Although not an uncommon practice, Valenzuela says Davis & Harmon is one of the few local law firms that successfully represent both plaintiffs and defendants. "There are not many law firms that can successfully do that," he says.

Valenzuela, who represents only plaintiffs, attributes such ability to Davis' leadership. "He's a very intelligent and clever attorney, who understands not only the legal aspects of cases but also the practical implications," he says. "Very few lawyers have the ability to combine those elements. That gives him the unique ability to negotiate cases in an astute fashion."

Expanded interests

Last year, Davis helped organize Palm Bank, a community bank devoted almost exclusively to South Tampa.

Again, Davis attributes his interest in banking to his grandfather, who founded Tampa's Freedom Savings & Loan. The grandfather no longer served on the S&L's board by the time the institution foundered in the late 1980s. Fowler's role in Tampa banking helped the grandson.

"One of the things that really attracted us to Cody is his reputation in the law field, and the fact he wanted to be on the board, and expressed a strong desire to get involved in the financial industry, since his grandfather started Freedom Savings," says Chris Anderson, Palm Bank's president and chief executive officer. "There is heritage there."

Davis also takes an active role as a board member. "When I give out a board package, I can count on Cody reading it from front to back," Anderson says. "He's not afraid to speak his mind. Because of his reputation, when Cody talks, the rest of the board listens."

In December, Davis and Caspersen, as managing partners, acquired a 24,300-square-foot warehouse in the Channelside District in a cash deal valued at $900,000. They plan to invest another $1.6 million to renovate it into prime office space with the latest technology has to offer. The law firm will use about 8,500 square feet of space in the building and lease out the rest.

"We're doing a lot of research into all of the new technology," Davis says. "Anything that will give our clients an advantage will be in that building."

The managing partners also offered ownership interests to all other members of the firm. "The lawyers here all have an interest in the building, even the associates," he says. "The deal was made from the ownership group. I said, 'All the lawyers can buy into it.' They did. We're all in it together. It was great that everyone got involved. They obviously believe in the future of the firm and the future of the building."

Davis enthusiastically talks about redevelopment opportunities in the Channelside District. Besides regular visits to the community, he often stops to introduce himself to neighboring property owners. "About half the time I leave work I drive through Channelside," he says. "I'm excited about the area. It's the best thing to happen to Tampa right now."

That enthusiasm might translate into additional interests in Channelside. "I would like to identify some more properties downtown, but as of this time I haven't started on that venture," he says.

As busy as he is, Davis finds time to help his brother who will be running for re-election in November. Fund-raising is on his mind.

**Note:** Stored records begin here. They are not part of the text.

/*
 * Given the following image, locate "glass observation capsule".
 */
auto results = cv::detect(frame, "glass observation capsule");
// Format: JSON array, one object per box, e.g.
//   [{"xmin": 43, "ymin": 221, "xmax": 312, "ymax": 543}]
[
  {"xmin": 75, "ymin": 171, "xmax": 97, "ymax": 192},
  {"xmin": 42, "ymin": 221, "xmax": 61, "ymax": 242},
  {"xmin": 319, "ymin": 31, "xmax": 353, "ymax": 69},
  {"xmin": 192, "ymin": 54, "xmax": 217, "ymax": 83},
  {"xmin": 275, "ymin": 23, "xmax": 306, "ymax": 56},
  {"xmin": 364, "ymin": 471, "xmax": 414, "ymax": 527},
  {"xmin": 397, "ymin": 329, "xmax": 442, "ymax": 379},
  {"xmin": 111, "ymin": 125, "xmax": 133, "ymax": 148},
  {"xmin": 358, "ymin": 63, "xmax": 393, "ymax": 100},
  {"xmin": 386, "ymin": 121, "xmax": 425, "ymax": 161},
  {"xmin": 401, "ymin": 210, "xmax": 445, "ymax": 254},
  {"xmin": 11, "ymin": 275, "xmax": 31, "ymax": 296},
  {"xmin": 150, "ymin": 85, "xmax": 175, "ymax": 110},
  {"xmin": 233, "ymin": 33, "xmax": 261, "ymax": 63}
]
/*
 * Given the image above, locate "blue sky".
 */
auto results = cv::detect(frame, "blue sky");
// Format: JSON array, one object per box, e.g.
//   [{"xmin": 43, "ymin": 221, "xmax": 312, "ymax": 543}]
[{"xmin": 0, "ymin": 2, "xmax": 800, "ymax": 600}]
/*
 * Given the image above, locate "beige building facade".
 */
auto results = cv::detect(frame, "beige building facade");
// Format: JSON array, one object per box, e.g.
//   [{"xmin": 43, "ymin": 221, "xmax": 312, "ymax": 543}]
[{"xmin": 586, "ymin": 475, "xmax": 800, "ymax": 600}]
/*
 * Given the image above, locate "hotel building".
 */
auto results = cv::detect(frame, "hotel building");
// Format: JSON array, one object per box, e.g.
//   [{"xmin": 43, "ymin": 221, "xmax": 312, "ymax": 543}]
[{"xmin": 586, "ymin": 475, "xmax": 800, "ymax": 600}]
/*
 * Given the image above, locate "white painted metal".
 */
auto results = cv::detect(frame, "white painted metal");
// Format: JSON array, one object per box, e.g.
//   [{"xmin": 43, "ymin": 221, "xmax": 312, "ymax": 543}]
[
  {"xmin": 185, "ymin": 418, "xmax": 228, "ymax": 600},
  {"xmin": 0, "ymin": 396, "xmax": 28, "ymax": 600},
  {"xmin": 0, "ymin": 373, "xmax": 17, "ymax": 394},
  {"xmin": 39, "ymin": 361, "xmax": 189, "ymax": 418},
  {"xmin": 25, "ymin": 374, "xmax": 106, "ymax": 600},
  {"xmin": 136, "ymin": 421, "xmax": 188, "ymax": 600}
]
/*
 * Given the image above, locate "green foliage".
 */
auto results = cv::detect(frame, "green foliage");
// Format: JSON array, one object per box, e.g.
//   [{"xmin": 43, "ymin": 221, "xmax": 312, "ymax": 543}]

In one of his rare, slower moments, Davis reflects on his grandfather's work and life. He wonders what his grandfather would think about all that has happened since his death in 1978. He thinks he knows.

Says Davis: "He would sit back and say, 'What your brother has done is nothing short of incredible, what your sister has done is fantastic and, Cody, you're doing OK for yourself.' "

Cody Fowler Davis

Position: President of Davis & Harmon PA

Hometown: Tampa

Personal: Married to Beth, 20 years. They have four daughters, Elizabeth, 19; Mary-Patton, 15, Caroline, 12; and Cody, 8.

Education: BA, Vanderbilt University; JD, Florida State University School of Law.

Law firm mantra: "We deliver personal, individual service. We're trial lawyers who actually do trials."

Favorite place: Channelside entertainment complex

Favorite place to eat: Fleming's Prime Steakhouse & Wine Bar

Where do you go for fun? Family trips to Useppa Island, Bokeelia, in Southwest Florida.

What's the last book you read for relaxation: "A Short History of Nearly Everything" by Bill Bryson.